推しと清く正しい逢瀬(デート)生活 ーこっそり、隣人推しちゃいますー

 ライブでの蓮はどんな感じだったか、由紀さんに聞いてみようかな?
 そう思ってスマホを握り直したときだった。
“千紘ちゃん、今電話いい?”
 そんなメッセージが由紀さんから届いた。
 私は“大丈夫です”とだけ返信する。
 すぐに着信があり、画面をスワイプして電話に出ると、テンション高めの由紀さんの声が耳に入ってきた。そのテンションの高さに思わず圧倒される。

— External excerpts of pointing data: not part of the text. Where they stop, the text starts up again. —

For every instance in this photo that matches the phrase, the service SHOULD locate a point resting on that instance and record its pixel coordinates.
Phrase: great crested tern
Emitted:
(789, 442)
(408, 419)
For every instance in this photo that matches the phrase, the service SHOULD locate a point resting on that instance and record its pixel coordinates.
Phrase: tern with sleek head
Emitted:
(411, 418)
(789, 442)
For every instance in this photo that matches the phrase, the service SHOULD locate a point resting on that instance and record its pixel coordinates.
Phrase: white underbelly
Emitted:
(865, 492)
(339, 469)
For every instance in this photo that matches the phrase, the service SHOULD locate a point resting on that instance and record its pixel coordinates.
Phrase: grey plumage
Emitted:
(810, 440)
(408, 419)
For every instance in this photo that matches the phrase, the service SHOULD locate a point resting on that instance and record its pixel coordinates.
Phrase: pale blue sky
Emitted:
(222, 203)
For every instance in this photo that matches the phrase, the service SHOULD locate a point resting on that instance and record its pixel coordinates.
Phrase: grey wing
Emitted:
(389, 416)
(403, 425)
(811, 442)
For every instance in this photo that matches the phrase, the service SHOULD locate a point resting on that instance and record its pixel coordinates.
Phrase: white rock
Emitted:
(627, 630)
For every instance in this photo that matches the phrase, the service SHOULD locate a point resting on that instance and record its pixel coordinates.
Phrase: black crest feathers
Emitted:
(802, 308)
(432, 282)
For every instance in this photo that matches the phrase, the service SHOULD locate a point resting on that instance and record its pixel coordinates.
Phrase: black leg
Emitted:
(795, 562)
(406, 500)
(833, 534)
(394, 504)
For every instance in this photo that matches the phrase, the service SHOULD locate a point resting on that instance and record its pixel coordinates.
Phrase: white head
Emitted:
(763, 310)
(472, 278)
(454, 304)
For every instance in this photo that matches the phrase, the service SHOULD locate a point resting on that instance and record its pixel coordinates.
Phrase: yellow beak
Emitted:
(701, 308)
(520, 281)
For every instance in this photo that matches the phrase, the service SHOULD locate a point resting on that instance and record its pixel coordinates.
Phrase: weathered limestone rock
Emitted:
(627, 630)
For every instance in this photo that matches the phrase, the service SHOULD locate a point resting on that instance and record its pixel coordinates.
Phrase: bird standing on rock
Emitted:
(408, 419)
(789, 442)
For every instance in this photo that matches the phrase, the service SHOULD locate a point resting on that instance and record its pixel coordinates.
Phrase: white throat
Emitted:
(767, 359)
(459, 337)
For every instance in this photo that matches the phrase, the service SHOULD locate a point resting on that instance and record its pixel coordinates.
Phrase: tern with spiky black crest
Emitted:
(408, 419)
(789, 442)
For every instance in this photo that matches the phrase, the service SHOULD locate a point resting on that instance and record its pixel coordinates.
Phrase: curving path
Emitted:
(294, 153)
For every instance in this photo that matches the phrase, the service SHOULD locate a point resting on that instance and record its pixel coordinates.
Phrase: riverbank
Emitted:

『ハロー千紘ちゃん。メッセ打つの面倒くさくなって電話しちゃったけど、大丈夫だった?』
「……大丈夫ですよ。どうしたんですか?」
『いや~、何事もなく無事にライブが終わったことが嬉しくてさ』
「本当ですね。どこからあんな情報が出てきたんでしょう?」
 由紀さんが電話の向こうでうーんと唸る声が聞こえる。
『わかんない。でも開始前は結構周りでもその話で持ち切りだったんだよ』
「はた迷惑な噂でしたね。そのせいで私、今回のライブは上の空でしたよ……」
 私が溜息交じりにそう話すと、由紀さんが「えー」と驚いた声を上げる。
『もしかして、樹と蓮のユニット、見逃した?』
 電話口から申し訳なさそうな由紀さんの声がする。
「いえ、一応観てはいたんですけど……」
 私の返答に、電話の向こうで由紀さんのテンションが一気に上がったのがわかった。
『良かった~。まぁ、アレは熱かったからね。さすがに観ちゃうよね』
「ずっと、スコッコの間で伝説って言われてた曲ですからね」
 私の淡白な反応に、由紀さんが少しじれったそうに話を続ける。
『それもそうだけどさ、あのスリーショットは懐かしすぎるでしょ。まさかまた見られるとは思わなかったもん』
「え?」
 スリーショットとは、成瀬さんと蓮たちが肩を組んでいたあの場面のことだろうか?
 懐かしすぎる? また見られた? それは一体どういう意味だろう。
 私の反応に、電話の向こうでも少し間があった。
『あっ! もしかして千紘ちゃん、なるちゃんのこと知らない?』
 由紀さんのその言葉に、私はもう一度「え?」と聞き返す。
「なるちゃん?」
 私の鈍い反応に電話の向こうで唸る声がする。そして、少し間を置いてから由紀さんが話を続けた。
『そっかぁ。千紘ちゃんは知らないかぁ。この衝撃を分かち合いたかったんだけどなぁ』
 由紀さんの残念そうな声が電話口から洩れた。そんな由紀さんにはお構いなしに、私は少し食い気味に口を開く。